The Psychedelic Gospels: The Secret History of Hallucinogens in Christianity by Jerry B. Brown

The Psychedelic Gospels: The Secret History of Hallucinogens in Christianity by Jerry B. Brown

Author:Jerry B. Brown
Language: eng
Format: mobi
Tags: drugs, religion, spirituality
ISBN: 9781620555026
Publisher: Park Street Press
Published: 2016-09-24T04:00:00+00:00

Fig. 9.2. Nicolas Poussin, L’Automne, 1664, Louvre Museum, Paris (Photo by Julie M. Brown)

“As a student of art history,” Simone answered, “I became very intrigued by their reference to Poussin and his painting Les Bergers de Arcadie, or, as you say, The Shepherds of Arcadia. This painting, which hangs in the Louvre, depicts a group of shepherds exploring a tomb that, according to the inscription, was possibly the burial place of Jesus. They say that Poussin painted this from an actual landscape nearby, that it is a depiction of a real tomb in the nearby village of Arques accurate down to the rendering of the mountains and skyline. Unfortunately, I could not visit the tomb because it was mysteriously demolished sometime during the 1980s, after the BBC documentaries on Rennes attracted hordes of curious visitors. So I turned my attention to other paintings by Poussin, including his interpretation of Autumn, which portrays two peasants carrying a bunch of giant blue grapes and huge golden apples. I thought perhaps that there could be some link to the ‘blue apples’ of the parchment.”

My ears perked up at the mention of “blue apples.” I was about to bring up the topic of entheogens and ask Simone if she had ever noticed the mushroom above the demon in the church. Julie sensed this and gently but firmly put her hand over mine to stop me.

“What were you about to say?” Simone inquired.

“Well,” I said, pausing to gather my thoughts, “you said the parchments were fake, which means so is the reference to Poussin and the blue apples. Why did you pursue this?”

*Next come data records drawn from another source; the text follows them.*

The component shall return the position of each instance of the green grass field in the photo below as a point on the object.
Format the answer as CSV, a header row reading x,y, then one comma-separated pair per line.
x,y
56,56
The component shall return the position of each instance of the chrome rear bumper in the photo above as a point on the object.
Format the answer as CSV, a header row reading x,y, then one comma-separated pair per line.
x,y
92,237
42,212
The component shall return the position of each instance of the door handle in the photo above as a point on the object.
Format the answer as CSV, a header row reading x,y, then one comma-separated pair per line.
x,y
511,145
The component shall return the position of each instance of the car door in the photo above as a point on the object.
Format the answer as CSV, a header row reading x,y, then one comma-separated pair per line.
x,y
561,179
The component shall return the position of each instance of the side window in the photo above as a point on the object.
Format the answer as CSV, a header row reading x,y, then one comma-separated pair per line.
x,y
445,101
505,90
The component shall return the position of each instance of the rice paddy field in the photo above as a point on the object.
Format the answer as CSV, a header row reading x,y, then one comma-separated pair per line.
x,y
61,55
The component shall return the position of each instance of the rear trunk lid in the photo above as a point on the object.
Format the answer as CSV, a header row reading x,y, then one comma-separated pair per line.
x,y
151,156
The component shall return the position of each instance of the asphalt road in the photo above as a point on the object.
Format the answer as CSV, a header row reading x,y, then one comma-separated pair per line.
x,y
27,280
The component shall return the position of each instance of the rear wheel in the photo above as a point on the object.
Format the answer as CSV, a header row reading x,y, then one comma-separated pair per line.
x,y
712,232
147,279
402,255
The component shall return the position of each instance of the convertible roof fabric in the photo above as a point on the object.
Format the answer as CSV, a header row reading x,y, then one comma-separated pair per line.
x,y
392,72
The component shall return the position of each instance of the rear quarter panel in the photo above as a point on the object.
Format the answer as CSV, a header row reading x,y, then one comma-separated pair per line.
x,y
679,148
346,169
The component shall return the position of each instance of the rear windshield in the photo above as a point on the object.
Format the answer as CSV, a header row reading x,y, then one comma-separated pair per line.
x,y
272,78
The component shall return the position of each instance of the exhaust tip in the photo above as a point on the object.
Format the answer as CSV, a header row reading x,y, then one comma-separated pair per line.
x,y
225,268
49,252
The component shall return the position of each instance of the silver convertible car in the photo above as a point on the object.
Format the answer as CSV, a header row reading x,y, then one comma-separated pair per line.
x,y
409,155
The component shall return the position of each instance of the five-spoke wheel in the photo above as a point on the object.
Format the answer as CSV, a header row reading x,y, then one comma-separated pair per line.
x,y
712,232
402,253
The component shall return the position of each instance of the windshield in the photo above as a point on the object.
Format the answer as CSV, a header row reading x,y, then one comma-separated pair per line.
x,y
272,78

“What can I say?” replied Simone. “After two years I had nothing to show for my efforts, but I was still seduced by the idea of solving ‘the mystery,’ so I kept going and going, until the last path I traveled turned into a dead end.”

“So the entire idea of Jesus and Mary Magdalene coming here is a myth,” Julie declared.

“No, oh no! I did not say that,” Simone shook her head.

“What do you mean? Isn’t that the point of all you’ve just told us, that everything about the mystery of Rennes le Château is a lie?” I asked.

“Well, no,” Simone replied. “What I’ve told you is that nothing about this place has ever been proven. That without the Priory of Sion there is no mystery. But this does not mean they were not here. That’s another story.” Simone sat back in her chair, staring straight at us, awaiting our reactions.

Julie reached across the table and touched her hand. “Please, tell us,” she asked.

Simone glanced around the restaurant to make sure that we were still alone. “If you really want to know the truth about Jesus and Mary Magdalene, you must go to Le Carol,” she said in a whisper.

“What’s that?” Julie inquired. “I’d read a lot about Rennes le Château but never heard of Le Carol before.”

“Only a few people know about Le Carol. It’s an abandoned church, or should I say a grotto, up in the Pyrenees.